Photograph by Keller + Keller

Prime filet mignon Ă  la carte, $38 for 8 ounces; $52 for 12 ounces

The two exceptions were encouraging, though, for Ray’s current and future goals. One was a classic that had been freshened, and the other was from the new list of entrées — a dish much better than it sounded and better than any of the other additions. The classic was JFK lobster stew ($10 for a cup; $16 for a bowl), so named because it was a favorite of the president’s when he was still a senator. It tasted much purer and lighter than I remember it, a wonderful indulgence. The new entrée was wild Alaskan sockeye salmon with spring peas, morels, and balsamic cream ($33), which sounded dull but was the best thing I ate. The thick slab of fish really looked like it was worth the money — as, say, the 10 ounces of swordfish with underflavored shrimp-and-fava risotto ($34) did not. The salmon was in a soy–green onion glaze that so enhanced the flavor I decided I’d never had better outside Alaska. Crucially, the guest who ordered it asked for it rare, and there were so many morels on the plate that he could offer them around. I stress their abundance because almost every other entrée, particularly the traditional and à la carte selections, seemed devoid of vegetables or even garnish.

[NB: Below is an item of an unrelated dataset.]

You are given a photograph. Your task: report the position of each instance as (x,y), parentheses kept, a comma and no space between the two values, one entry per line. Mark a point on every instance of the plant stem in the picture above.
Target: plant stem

This is, admittedly, a typical steakhouse style, but it felt stingy when the meat and fish didn’t merit the focus or the price (and were uniformly oversalted and overpeppered).

What made me breathe a sigh of relief when the salmon arrived was that it showed that the chef de cuisine, David Artiano, has some imagination and skill beyond the standards. Unfortunately, the Dover sole, which Licari imports from the Netherlands, was mushy and almost flavorless — a disappointment, because I typically love its meaty texture and authoritative flavor, and because it cost $42. The salads are a welcome menu addition, but overall they were wan, tea-roomy, and overpriced: Locke-Ober salad ($11) with candied walnuts, sun-dried tomatoes, and deviled egg; caesar ($11) that was surprisingly garlicky; iceberg ($12) with green goddess and pork cracklings that were tiny, tough, and reminded us all of Bac-Os. Clams casino ($13) tasted of nothing but red pepper and heavily smoked bacon. Fried soft-shell crabs (market price) were more in the direction Licari said he plans to go: simply cooked, based on what’s fresh, and available in different sizes.

Flexibility, simplicity, and better value are what I hope to see in the future, given the expectations of people who go to Locke-Ober, and the inability of many to pay $46 for a 14-ounce prime New York strip. And given what seems to be the just-serviceable capability of the kitchen, absent that really good salmon. A scallop-and-oyster pasta ($34) with tough, clumped-together pappardelle was a dismal dish, though the scallops were fine; soy-roasted duck ($32) was dry, stringy, and tough.


Photograph by Keller + Keller

Locke-Ober’s crisply outfitted hosts and waitstaff recall a bygone era.

Those two dishes remained almost uneaten, but we did clean the two least-expensive entrée plates — broiled Boston scrod ($26), expertly and crisply breaded with lovely texture and flavor; and calf’s liver with onions and bacon ($25), which made no secret of being liver and had nicely caramelized onions. Both of those favorites are strongly associated with Locke-Ober, so the vital signs are in good shape. So are two of the classic desserts: almond macaroons ($6), from the same East Boston baker that has provided them for decades, and the light, custardy Indian pudding à la mode ($10). Yet the baked Alaska ($10) featured undercooked meringue and the crème brûlée ($10) was underbrowned.

More staff members, lower prices — yes, I know they don’t go together — and a way to encourage diversity in the patrons: That’s my wish list for this listless sleeping beauty. I don’t have a crystal ball, but maybe its future won’t be white-haired, WASPy, or even white at all.

Locke-Ober, 3 Winter Place, Boston, 617-542-1340, lockeober.com.